Terry_Roll3 years ago

An excellent film, should be part of any computer science curriculum or at least some homework. Never noticed or knew that Hollywood went into such details with the "Easter eggs" back then so next time watching it will look out for them.

As also mentioned here, its up there with War Games, Tron and The Lawn Mower Man when considering the biological & chemical knowledge we have at our fingertips today.

wdr13 years ago

One of the things I love about it, is that Sneakers has a mathematical consultant in its credits: Len Adleman. The "A" in RSA.

jordanpg3 years ago

The Unclear and Present Danger podcast covered this movie in their latest episode.

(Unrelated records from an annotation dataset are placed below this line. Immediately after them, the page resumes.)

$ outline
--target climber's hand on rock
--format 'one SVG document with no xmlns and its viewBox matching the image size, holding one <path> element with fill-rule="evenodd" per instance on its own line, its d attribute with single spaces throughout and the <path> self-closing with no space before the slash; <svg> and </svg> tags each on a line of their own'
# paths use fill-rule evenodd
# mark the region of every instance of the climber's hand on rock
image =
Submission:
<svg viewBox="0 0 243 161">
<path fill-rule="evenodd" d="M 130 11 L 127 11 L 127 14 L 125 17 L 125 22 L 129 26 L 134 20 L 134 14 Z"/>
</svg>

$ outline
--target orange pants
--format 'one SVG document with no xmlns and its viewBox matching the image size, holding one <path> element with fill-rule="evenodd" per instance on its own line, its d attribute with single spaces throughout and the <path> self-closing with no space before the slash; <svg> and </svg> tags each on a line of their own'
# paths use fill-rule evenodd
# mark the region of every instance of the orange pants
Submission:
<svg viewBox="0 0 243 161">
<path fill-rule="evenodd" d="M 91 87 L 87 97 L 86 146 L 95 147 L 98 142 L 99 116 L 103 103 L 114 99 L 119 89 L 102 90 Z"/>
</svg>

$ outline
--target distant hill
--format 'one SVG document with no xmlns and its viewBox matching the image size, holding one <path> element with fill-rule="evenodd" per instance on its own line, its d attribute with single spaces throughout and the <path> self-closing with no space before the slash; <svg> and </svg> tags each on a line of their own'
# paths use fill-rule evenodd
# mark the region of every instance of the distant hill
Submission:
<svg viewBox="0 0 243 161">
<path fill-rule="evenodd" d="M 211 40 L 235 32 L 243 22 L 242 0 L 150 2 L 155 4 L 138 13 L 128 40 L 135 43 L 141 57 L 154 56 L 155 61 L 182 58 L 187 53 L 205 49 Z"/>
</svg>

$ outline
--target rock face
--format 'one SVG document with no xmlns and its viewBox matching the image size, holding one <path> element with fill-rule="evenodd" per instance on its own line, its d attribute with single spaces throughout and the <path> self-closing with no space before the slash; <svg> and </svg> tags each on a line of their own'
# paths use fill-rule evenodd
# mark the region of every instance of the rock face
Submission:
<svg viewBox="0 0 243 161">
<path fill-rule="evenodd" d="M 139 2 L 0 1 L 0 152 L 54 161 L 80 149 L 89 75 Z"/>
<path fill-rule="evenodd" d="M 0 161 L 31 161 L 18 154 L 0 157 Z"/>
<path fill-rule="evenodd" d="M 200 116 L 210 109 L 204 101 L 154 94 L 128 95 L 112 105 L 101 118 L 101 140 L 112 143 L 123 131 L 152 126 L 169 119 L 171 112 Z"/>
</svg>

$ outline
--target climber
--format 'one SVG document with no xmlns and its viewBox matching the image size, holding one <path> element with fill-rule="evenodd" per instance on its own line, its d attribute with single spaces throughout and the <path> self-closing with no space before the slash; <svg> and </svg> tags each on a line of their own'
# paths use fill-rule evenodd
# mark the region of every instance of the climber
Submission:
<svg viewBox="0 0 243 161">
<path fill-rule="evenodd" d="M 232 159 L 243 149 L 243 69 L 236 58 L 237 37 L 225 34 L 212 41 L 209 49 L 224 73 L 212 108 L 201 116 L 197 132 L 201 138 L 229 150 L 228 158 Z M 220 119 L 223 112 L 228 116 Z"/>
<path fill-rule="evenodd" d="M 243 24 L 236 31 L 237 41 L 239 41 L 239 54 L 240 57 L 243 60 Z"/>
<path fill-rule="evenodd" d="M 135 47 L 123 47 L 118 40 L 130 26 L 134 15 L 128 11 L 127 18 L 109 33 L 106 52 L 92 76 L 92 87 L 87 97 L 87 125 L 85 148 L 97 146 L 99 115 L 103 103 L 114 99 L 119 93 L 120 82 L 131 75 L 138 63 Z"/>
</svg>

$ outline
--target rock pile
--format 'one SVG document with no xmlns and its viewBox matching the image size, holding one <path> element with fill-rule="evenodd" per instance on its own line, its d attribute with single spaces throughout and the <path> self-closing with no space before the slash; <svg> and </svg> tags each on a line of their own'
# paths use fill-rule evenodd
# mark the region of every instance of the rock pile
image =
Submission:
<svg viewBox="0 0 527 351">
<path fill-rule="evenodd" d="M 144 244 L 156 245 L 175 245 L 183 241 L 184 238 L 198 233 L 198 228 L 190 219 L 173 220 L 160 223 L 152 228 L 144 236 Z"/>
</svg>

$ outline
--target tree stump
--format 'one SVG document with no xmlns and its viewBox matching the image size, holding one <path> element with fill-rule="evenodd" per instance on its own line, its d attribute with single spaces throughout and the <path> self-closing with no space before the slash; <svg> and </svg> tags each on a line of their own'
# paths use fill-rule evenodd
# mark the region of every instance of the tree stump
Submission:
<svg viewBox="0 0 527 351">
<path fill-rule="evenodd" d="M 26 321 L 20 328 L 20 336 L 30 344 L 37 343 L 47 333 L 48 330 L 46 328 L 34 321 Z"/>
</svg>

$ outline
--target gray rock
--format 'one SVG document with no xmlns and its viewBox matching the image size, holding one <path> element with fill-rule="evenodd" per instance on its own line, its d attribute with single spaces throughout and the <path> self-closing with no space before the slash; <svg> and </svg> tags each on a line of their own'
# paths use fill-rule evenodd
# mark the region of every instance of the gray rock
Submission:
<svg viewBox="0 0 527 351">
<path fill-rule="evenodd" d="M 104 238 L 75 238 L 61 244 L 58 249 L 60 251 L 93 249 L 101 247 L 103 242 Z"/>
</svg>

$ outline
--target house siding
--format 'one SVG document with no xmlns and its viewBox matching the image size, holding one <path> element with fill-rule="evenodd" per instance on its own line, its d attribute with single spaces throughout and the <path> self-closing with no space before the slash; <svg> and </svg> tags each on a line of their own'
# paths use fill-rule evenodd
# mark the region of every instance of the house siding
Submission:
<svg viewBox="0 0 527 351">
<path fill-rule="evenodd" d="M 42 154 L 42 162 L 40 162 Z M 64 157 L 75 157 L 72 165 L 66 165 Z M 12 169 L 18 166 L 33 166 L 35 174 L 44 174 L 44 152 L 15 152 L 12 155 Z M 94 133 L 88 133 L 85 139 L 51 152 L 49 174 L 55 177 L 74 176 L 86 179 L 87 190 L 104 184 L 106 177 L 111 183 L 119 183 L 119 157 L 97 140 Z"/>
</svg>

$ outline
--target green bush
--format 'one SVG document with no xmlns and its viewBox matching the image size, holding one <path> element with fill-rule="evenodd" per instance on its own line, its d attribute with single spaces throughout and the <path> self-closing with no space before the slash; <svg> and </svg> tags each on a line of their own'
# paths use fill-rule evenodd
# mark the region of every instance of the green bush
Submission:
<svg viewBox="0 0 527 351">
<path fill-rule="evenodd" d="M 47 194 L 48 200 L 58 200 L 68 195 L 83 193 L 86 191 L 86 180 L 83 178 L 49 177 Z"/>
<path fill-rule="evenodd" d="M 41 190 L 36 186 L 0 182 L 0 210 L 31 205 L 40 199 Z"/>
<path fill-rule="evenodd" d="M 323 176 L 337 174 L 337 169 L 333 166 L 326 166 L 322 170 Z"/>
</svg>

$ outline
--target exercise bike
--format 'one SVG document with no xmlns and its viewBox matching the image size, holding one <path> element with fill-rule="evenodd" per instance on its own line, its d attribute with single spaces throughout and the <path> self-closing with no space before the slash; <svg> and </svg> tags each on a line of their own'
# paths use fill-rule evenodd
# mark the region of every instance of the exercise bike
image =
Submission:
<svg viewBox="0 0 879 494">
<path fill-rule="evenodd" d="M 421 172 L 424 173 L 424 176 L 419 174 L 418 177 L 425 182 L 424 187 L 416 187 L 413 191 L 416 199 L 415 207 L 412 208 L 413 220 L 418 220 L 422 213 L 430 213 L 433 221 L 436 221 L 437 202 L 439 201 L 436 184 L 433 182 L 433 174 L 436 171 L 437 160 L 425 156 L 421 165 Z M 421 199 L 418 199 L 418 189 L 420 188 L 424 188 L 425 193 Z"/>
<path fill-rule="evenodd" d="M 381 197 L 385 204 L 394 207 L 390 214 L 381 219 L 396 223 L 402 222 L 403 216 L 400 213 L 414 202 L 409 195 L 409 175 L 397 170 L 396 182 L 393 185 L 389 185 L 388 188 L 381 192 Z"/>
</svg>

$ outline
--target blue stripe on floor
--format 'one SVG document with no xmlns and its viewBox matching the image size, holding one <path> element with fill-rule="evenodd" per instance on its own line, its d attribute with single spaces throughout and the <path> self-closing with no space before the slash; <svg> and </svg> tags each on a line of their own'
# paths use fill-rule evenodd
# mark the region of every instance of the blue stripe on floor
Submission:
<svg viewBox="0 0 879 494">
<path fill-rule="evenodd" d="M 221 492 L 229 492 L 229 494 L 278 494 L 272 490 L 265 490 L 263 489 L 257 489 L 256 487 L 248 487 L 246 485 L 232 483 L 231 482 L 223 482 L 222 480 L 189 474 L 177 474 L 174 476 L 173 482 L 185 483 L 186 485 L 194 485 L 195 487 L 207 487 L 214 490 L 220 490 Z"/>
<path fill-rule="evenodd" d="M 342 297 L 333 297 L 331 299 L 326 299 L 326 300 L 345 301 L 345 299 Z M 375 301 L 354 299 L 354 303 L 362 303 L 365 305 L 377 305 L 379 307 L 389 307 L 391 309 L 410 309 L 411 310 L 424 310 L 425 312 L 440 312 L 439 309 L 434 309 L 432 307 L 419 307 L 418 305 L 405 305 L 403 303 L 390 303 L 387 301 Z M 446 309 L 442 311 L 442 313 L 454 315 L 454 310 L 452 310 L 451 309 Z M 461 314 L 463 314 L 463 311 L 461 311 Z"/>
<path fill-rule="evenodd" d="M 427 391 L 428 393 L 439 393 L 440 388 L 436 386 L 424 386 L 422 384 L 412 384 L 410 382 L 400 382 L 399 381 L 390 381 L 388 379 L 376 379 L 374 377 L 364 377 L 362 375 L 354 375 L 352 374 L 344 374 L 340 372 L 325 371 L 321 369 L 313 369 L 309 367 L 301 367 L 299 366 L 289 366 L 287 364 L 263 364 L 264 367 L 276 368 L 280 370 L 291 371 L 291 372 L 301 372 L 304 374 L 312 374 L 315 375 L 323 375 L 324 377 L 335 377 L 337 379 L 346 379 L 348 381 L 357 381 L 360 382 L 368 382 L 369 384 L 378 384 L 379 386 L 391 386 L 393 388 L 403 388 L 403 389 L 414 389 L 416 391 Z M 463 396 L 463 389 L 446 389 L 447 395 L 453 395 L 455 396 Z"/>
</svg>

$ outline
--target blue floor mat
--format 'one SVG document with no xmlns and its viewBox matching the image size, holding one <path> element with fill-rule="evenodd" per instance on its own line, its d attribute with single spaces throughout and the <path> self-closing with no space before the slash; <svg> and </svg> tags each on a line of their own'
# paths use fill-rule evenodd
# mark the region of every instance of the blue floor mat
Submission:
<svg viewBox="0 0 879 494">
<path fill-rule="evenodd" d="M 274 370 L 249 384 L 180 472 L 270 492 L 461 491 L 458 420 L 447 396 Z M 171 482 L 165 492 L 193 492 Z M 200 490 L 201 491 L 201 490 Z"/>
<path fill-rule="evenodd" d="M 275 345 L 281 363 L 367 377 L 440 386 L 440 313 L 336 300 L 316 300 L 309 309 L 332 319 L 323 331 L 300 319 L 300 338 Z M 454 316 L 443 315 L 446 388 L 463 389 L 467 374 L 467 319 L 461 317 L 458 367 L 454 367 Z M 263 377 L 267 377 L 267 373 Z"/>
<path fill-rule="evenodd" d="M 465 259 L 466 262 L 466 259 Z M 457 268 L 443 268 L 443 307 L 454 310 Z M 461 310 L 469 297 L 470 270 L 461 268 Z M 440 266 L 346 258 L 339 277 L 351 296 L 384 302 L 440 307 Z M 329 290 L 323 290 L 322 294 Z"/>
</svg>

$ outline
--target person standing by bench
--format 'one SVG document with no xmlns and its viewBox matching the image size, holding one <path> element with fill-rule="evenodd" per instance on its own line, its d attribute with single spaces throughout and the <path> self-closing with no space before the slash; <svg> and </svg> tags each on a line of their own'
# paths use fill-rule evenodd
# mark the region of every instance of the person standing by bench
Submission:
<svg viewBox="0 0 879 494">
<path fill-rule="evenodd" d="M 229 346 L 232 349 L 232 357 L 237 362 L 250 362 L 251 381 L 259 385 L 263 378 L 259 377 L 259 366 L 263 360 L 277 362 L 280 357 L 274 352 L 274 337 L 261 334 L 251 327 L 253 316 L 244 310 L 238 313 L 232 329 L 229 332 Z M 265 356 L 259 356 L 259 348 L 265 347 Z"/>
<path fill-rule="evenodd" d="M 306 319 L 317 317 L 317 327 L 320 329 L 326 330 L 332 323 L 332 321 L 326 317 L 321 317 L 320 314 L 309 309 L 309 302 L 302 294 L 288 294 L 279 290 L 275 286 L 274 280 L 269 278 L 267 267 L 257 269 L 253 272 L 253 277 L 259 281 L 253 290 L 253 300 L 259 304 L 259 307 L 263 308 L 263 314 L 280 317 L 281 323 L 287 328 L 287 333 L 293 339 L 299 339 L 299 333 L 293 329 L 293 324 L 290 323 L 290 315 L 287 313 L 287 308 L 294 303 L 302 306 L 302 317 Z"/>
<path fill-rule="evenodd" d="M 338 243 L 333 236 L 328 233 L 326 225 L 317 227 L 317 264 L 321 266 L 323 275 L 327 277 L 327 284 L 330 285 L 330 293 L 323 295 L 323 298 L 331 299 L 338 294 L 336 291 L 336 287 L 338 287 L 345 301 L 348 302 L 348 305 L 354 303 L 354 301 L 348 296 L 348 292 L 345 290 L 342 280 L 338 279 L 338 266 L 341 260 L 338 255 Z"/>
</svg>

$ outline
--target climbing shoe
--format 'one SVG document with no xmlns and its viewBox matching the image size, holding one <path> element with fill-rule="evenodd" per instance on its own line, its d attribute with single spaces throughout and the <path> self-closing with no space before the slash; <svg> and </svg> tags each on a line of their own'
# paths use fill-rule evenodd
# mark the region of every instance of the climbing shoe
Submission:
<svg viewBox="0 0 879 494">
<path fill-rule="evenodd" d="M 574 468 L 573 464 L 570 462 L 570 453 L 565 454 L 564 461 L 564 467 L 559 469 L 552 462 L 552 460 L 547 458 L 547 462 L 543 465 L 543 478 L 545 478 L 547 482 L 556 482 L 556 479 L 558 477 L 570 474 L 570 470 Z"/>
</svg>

https://jamellebouie.net/unclear-and-present-danger/2022/5/1...

crmd3 years ago

I distinctly remember Sneakers DVD having a fabulous director’s commentary track, where they talk about writing and filming the movie shot-by-shot, however it doesn’t seem to be available in my Apple TV purchase. Does anyone know if it’s possible to hear the commentary track with any streaming service?

predictsoft3 years ago

It's on the Canadian region 1 DVD not anywhere else.

posharma3 years ago

Cracking the code...I thought this was about cracking coding interviews. I need to take a break :-).

rmatt20003 years ago

My favorite scene is the one where the Cray supercomputer inexplicably had the Windows 3.1 GUI.

Angostura3 years ago

Shout out to James Horner for his lovely musical score that makes the film.